The role of nanodielectrics in the electrical power system is becoming crucial owing to its superior properties and potential applications in the field. Yet, the materials face limited breakdown strength and thermal properties. Further, the nanodielectrics have not found a comprehensive commercial platform because of the costly manufacturing process, and characterization and testing facilities. Therefore, to reduce the involved cost, in this work, an FE (finite element) based computational technique has been implemented to visualize the effect of shape, size, and filler concentration under the application of high voltage (HV). The epoxy-based nanodielectrics have been modeled incorporating a range of different shapes and size nanofillers—Al₂O₃, BN, BeO, SiO₂, and TiO₂. The paper discusses the 2D-analysis of the modeled nanodielectric in the steady-state electrostatic fields and thermal domains. It shows the insights of the nanofillers’ choice to ensure a perfect blend of electrical and thermal properties. The epoxy with square-shaped BeO fillers showed a rise in the electric field of nearly 1.5 times than unfilled neat epoxy, which indicates a significant surge in thermal conductivity at specific filler loading.

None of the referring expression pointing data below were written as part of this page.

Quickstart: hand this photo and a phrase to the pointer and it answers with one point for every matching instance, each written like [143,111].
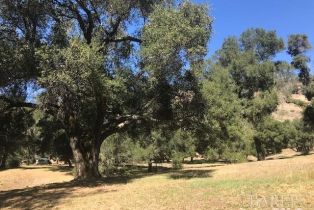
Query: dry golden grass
[29,176]
[197,186]
[287,111]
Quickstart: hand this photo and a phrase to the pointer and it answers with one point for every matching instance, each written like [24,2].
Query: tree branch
[13,103]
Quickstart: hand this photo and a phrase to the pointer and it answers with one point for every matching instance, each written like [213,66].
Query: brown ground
[197,186]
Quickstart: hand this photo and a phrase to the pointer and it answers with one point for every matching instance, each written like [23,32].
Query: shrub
[211,155]
[177,160]
[13,162]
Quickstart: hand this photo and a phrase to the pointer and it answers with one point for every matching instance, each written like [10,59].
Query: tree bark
[86,161]
[259,150]
[3,160]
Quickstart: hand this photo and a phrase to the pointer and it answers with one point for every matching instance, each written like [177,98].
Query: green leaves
[174,37]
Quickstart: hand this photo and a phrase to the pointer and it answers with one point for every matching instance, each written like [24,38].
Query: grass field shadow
[189,174]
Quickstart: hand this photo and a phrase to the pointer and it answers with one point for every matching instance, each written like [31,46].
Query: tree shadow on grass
[48,196]
[190,174]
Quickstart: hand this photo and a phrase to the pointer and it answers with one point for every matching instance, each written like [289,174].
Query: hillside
[290,109]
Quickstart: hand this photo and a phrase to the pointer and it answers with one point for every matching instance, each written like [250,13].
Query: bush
[177,159]
[211,155]
[13,162]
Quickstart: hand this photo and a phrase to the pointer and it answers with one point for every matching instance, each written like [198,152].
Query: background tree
[298,44]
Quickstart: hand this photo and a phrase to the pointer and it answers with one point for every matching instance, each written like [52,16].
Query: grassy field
[283,183]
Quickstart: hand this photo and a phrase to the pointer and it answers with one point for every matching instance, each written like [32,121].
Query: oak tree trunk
[85,160]
[259,150]
[3,160]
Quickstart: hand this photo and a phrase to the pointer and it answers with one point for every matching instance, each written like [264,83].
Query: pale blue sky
[231,17]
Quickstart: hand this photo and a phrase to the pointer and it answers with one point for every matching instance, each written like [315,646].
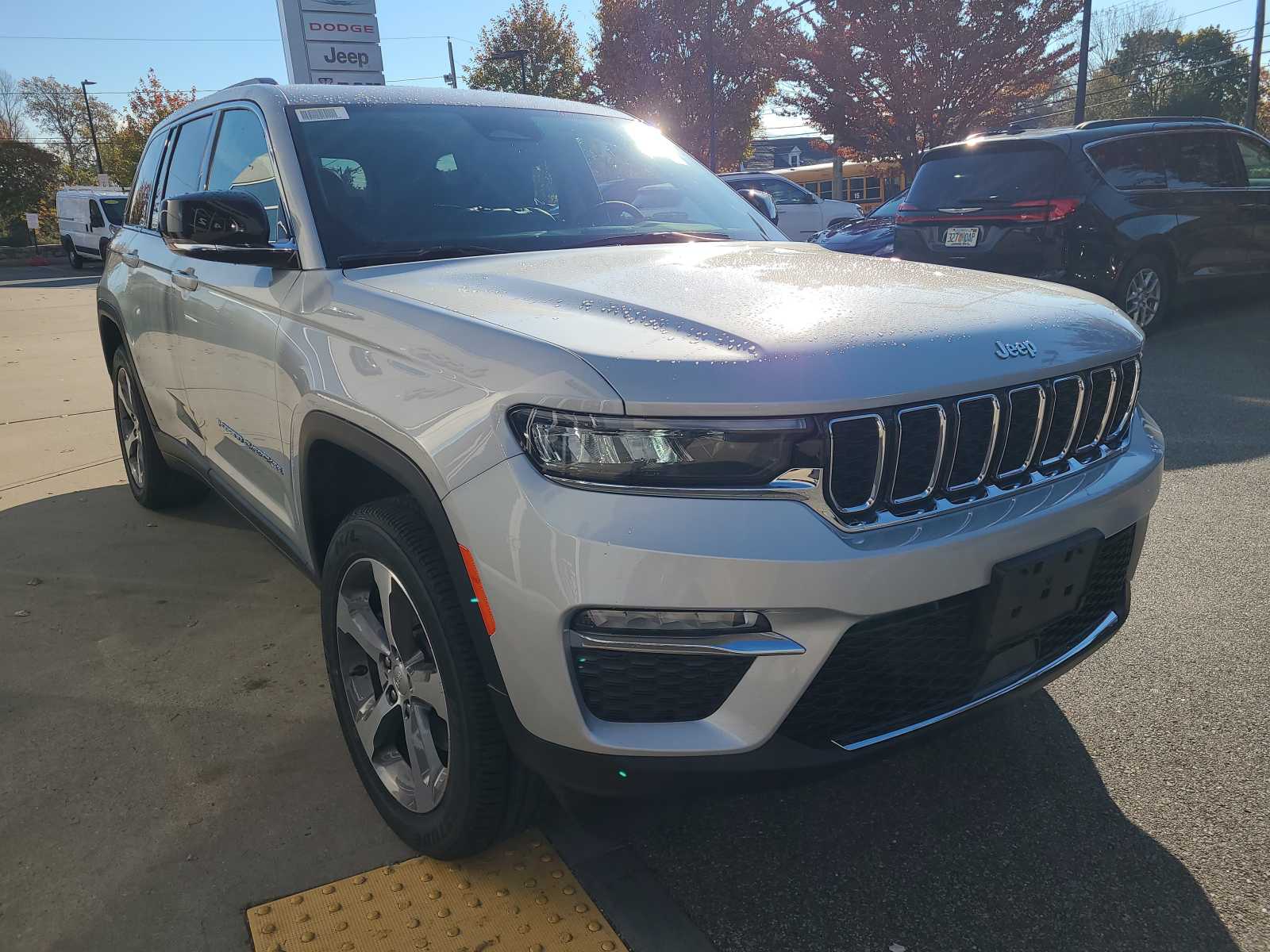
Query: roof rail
[1145,120]
[253,82]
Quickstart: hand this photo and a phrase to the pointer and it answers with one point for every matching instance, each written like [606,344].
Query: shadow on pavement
[1206,381]
[171,753]
[997,835]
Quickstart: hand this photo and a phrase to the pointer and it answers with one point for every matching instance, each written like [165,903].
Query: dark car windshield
[393,179]
[114,209]
[986,175]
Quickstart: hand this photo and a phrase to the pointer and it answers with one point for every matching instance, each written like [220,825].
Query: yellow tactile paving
[518,896]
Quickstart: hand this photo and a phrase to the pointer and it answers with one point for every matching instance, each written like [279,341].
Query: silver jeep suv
[601,480]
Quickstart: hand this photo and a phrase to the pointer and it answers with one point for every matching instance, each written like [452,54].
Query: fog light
[619,621]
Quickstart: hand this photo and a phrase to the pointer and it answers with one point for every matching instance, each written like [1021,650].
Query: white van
[88,217]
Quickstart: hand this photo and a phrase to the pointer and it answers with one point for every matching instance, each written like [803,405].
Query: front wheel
[408,689]
[1145,291]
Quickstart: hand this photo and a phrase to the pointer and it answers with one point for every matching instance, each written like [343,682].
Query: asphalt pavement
[171,755]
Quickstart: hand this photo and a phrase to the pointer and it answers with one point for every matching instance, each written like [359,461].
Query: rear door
[991,206]
[229,330]
[1254,155]
[1214,228]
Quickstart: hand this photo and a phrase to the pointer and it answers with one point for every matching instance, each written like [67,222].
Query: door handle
[184,279]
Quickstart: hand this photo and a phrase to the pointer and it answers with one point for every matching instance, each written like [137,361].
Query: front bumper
[544,551]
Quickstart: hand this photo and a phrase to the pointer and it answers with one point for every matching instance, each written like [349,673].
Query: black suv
[1130,209]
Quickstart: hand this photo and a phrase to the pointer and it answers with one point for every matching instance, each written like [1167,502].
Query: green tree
[554,60]
[148,106]
[29,181]
[666,60]
[1170,73]
[59,109]
[893,78]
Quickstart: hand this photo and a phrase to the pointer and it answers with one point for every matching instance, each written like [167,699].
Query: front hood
[772,328]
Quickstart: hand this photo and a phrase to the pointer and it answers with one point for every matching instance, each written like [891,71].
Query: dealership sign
[332,42]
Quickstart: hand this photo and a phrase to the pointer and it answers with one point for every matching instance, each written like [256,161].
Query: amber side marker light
[474,578]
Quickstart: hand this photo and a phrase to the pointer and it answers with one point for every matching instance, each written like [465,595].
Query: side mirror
[221,226]
[762,201]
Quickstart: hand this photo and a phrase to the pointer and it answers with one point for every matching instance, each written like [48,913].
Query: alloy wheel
[1143,298]
[391,685]
[130,427]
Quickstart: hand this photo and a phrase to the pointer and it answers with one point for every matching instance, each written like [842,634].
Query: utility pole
[92,129]
[452,79]
[1250,114]
[714,130]
[1083,73]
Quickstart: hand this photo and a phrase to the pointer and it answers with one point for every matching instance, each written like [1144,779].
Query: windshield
[114,209]
[888,209]
[977,175]
[395,179]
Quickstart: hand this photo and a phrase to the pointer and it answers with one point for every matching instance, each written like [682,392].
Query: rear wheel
[1145,291]
[154,484]
[410,692]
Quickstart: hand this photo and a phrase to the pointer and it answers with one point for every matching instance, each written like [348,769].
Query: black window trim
[248,106]
[1226,132]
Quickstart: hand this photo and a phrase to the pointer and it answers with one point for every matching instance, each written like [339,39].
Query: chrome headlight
[651,452]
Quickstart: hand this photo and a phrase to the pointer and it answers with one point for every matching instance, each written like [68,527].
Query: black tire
[154,484]
[1145,291]
[489,795]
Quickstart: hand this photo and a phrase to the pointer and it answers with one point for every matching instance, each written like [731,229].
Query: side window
[241,163]
[1130,163]
[186,169]
[784,192]
[1257,160]
[1200,160]
[144,187]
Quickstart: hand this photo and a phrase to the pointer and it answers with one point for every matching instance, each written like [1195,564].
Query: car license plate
[1032,590]
[960,238]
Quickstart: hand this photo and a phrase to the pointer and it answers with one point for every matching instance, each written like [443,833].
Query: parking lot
[171,754]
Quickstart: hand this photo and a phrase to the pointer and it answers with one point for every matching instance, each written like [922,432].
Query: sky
[211,44]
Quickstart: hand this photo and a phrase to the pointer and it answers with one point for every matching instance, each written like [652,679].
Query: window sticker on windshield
[321,113]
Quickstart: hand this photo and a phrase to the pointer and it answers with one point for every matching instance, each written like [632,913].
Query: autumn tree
[12,120]
[29,177]
[57,108]
[673,63]
[552,63]
[148,106]
[893,78]
[1170,73]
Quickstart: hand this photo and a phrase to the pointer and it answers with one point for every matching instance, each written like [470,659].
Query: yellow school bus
[868,184]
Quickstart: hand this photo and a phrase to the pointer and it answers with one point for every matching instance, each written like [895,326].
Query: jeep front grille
[902,461]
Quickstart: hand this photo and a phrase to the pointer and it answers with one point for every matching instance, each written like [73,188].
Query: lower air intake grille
[648,687]
[899,670]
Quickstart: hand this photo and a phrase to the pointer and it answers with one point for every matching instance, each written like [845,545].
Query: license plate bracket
[962,238]
[1030,590]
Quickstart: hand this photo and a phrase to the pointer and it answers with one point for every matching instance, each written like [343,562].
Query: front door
[229,317]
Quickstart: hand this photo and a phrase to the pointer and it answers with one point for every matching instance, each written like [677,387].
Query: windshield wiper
[417,254]
[654,238]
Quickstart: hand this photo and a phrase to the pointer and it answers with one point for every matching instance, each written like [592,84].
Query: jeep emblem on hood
[1024,348]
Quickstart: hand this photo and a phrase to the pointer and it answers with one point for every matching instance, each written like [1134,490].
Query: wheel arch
[321,435]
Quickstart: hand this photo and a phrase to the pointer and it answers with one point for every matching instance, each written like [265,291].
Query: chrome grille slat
[1073,424]
[940,437]
[1026,420]
[994,429]
[952,452]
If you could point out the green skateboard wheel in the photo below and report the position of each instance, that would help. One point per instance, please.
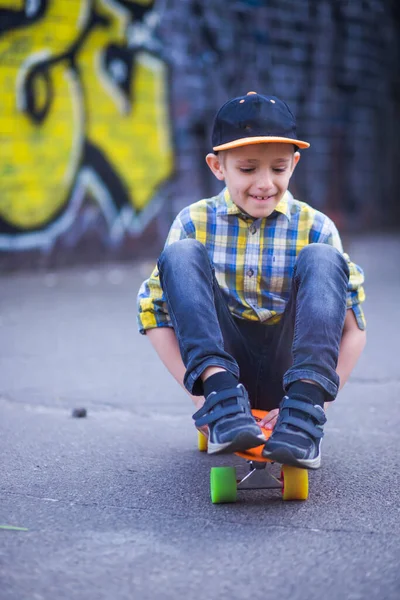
(223, 486)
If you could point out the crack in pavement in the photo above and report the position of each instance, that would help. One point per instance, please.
(208, 520)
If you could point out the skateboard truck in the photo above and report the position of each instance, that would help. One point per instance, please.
(258, 478)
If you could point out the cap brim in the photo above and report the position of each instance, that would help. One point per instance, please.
(265, 139)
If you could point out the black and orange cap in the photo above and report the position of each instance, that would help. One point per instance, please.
(254, 119)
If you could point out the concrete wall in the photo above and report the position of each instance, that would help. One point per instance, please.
(106, 108)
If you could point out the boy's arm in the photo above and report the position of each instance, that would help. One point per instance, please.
(351, 346)
(163, 340)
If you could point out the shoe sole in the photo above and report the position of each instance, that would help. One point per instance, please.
(241, 442)
(285, 457)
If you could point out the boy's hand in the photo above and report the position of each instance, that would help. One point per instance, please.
(198, 402)
(269, 421)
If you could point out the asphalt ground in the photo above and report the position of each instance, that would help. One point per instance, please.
(116, 505)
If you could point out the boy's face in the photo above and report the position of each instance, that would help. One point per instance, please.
(257, 176)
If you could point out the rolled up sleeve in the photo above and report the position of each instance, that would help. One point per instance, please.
(355, 289)
(151, 304)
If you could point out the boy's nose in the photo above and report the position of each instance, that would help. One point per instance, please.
(265, 183)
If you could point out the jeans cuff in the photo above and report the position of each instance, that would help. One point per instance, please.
(192, 381)
(331, 387)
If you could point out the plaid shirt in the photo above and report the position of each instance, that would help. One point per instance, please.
(253, 258)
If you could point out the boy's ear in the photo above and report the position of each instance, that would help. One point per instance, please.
(215, 164)
(296, 158)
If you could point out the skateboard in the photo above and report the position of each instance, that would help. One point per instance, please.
(224, 483)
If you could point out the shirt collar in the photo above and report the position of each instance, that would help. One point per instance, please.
(227, 206)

由于其优异的性能和在该领域的潜在应用，纳米电介质在电力系统中的作用变得至关重要。然而，这些材料面临着有限的击穿强度和热性能。此外，由于昂贵的制造过程、表征和测试设施，纳米电介质还没有找到一个综合的商业平台。因此，为了降低所涉及的成本，在这项工作中，已经实施了基于 FE（有限元）的计算技术来可视化在高压 (HV) 应用下的形状、尺寸和填料浓度的影响。已对环氧基纳米电介质进行建模，其中包含一系列不同形状和尺寸的纳米填料——Al ₂ O ₃、BN、BeO、SiO ₂和TiO ₂。本文讨论了稳态静电场和热域中模拟纳米电介质的二维分析。它显示了纳米填料选择的洞察力，以确保电学和热学性能的完美融合。与未填充的纯环氧树脂相比，带有方形 BeO 填料的环氧树脂的电场增加近 1.5 倍，这表明在特定填料负载下热导率显着增加。